SALT LAKE CITY — The number of Utahns forced to seek unemployment compensation after losing their jobs due to COVID-19 is still climbing — at historic levels.
The state Department of Workforce Services reported Thursday the number of new claims for jobless benefits hit 33,076 last week — up nearly 16% from the record a week earlier when 28,560 claims were filed. The agency distributed $6.9 million to out-of-work Utahns for the week.
A year ago, the average number of weekly applications for unemployment benefits was just 1,131, the agency noted.
The 81,227 people in Utah filing jobless claims in less than a month mirror national trends: 16.8 million Americans fell into unemployment in the last three weeks, the Associated Press reported.
“There are delays,” according to Brooke Porter Coles, Department of Workforce Services public information officer. “However, the system is still in place, it’s running and claims continue to go out and to be processed daily.”
“In the first week that we started seeing high claim volumes due to the pandemic we were able to process 85% of those claims within the standard processing timeline in normal circumstances,” Porter Coles said.
“We can continue to see historically high volume claim volumes and we are systematically prepared to meet that (demand),” she said. “Systematically, there is no concern. Our priority remains on the processing, on getting the benefit out to people because we know that’s what they’re critically in need of.”
On Wednesday, Gov. Gary Herbert announced that Utah would be among the first states in the nation to make a $600 stimulus program available. Under the federal plan, individuals who are eligible for unemployment benefits will receive an extra $600 as part of their weekly payment through the end of July.

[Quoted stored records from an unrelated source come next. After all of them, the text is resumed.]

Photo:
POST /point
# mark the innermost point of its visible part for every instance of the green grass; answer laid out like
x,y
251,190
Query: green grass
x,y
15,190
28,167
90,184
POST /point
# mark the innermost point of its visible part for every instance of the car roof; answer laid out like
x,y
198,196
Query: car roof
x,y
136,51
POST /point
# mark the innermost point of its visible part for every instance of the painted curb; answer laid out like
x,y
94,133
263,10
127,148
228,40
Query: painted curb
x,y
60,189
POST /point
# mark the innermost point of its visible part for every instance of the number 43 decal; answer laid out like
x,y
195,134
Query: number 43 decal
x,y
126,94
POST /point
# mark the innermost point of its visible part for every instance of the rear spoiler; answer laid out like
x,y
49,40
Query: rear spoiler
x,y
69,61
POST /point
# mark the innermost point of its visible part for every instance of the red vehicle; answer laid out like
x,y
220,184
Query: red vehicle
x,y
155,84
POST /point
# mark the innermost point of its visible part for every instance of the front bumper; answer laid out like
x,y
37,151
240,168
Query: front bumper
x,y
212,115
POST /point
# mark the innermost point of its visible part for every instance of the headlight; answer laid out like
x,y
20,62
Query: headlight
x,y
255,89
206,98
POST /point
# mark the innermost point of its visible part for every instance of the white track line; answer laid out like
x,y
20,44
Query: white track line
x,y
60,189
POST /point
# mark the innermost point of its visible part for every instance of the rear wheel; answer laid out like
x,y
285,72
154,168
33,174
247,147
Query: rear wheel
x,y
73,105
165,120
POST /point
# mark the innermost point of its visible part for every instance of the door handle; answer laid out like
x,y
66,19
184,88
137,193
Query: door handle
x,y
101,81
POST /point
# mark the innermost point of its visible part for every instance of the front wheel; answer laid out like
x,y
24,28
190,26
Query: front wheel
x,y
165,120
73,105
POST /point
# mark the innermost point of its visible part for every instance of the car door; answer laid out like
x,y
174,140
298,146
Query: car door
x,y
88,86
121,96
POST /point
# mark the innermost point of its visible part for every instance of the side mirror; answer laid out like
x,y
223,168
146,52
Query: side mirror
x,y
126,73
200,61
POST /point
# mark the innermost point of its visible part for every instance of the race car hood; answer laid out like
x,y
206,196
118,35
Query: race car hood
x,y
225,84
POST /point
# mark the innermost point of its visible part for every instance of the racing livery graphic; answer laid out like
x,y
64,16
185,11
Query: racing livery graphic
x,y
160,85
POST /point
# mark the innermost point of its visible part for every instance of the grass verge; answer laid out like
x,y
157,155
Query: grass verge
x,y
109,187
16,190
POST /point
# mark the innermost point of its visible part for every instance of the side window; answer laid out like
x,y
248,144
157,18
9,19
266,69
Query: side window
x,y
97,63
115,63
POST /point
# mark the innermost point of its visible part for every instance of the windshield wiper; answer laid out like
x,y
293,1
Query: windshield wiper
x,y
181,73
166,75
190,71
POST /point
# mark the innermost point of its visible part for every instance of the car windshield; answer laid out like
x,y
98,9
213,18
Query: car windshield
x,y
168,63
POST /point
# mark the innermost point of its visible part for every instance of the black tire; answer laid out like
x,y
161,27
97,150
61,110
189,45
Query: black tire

Utahns will see the additional money included in their weekly benefit moving forward, and retroactively for those that received a payment this week, a news release stated. In addition, applications for Pandemic Unemployment Assistance for self-employed individuals and others who are ineligible for traditional unemployment benefits will be made available at jobs.utah.gov starting next week. People should expect a 21- to 30-day processing time for those applications, Porter Coles said.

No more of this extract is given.